The second open label randomised study of 122 patients tested the safety, tolerance, and efficacy of six treatment regimens of 5-fluorouracil/epinephrine gel for superficial and nodular BCCs. Two doses and four treatment schedules were used. All regimens seemed to work well, with no statistically significant differences among them. However, the wide confidence intervals indicate that large differences between regimens cannot be ruled out. Overall, the six regimens had an average early treatment failure of 9% on the basis of histological analysis and no significant differences occurred for any of these comparisons. All patients had transient, moderate to severe stinging, burning, or pain at the time of injection. Local tissue reactions were confined to the treatment site and included erythema, swelling, desquamation, erosions, and eschar in most patients.

Imiquimod
Seven trials assessed imiquimod. Three of the trials used similar regimens to evaluate the safety and efficacy of imiquimod 5% cream in the treatment of superficial and nodular, superficial only, and nodular only BCC. Pooled data from the three trials showed a significant reduction in early treatment failure in the 5% imiquimod group compared with the vehicle group (fig).

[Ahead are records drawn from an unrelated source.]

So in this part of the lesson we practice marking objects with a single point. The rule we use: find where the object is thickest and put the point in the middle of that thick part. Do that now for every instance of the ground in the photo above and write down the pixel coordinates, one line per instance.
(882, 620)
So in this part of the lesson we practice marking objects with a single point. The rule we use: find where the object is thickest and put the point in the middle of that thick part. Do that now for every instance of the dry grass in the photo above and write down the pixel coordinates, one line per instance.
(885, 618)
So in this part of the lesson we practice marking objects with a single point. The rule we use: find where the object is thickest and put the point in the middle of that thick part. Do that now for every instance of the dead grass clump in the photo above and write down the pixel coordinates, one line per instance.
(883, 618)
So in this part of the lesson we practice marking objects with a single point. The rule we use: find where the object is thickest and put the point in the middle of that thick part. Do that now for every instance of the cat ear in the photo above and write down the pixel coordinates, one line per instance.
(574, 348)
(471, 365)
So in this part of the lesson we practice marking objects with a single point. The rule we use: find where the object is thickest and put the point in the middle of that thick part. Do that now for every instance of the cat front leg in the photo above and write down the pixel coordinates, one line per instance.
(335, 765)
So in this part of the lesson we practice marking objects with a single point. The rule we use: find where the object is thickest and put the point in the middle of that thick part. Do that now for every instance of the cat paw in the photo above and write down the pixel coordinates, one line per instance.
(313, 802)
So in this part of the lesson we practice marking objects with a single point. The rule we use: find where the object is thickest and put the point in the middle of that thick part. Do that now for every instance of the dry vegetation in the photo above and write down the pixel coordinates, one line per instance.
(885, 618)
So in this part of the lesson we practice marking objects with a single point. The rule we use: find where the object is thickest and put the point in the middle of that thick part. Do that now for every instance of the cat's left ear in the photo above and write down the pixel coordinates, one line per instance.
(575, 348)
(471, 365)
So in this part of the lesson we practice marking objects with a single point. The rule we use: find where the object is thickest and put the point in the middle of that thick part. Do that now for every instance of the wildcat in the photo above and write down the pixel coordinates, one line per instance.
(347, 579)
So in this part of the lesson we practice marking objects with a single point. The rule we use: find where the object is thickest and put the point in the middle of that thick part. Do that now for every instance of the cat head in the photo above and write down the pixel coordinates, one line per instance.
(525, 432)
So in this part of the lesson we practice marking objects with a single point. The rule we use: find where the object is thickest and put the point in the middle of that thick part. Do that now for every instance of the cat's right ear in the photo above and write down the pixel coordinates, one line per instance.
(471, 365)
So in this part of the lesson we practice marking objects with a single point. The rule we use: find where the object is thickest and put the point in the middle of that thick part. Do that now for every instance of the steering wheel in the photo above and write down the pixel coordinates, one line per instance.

Two further dose response trials tested different dosage frequencies of imiquimod 5% cream applied for six weeks for patients with primary superficial BCC and nodular BCC. Higher dosage frequencies of 5% imiquimod showed a trend towards fewer early treatment failures compared with lower dosage frequencies of 5% imiquimod in both trials (odds ratios 0.31, 0.10 to 1.01; and 0.43, 0.18 to 1.01).


What is already known on this topic

Basal cell carcinoma of the skin is the most common form of human cancer; many tumours recur years after apparent initial clearance, and most are locally destructive

Excisional surgery, curettage and cautery, radiotherapy, cryotherapy, and more recently photodynamic therapy and imiquimod are the main treatments used

What this study adds

Only one trial included adequate long term data on recurrences of basal cell carcinoma, showing that excisional surgery with frozen section control was more effective than radiotherapy

Radiotherapy is associated with significant long term cosmetic defects, and the evidence for curettage and cautery, cryotherapy, photodynamic therapy, and imiquimod is inconclusive

Simple long term studies that document site, size, and type of basal cell carcinoma are needed to compare these treatments against excisional surgery


Two further dose response trials in superficial BCC (n=93) and nodular BCC (n=90) compared imiquimod 5% cream with and without occlusion. Occlusion made no significant difference to early treatment failure for superficial BCC (odds ratio 0.66, 0.29 to 1.52) or nodular BCC (odds ratio 1.20, 0.52 to 2.75).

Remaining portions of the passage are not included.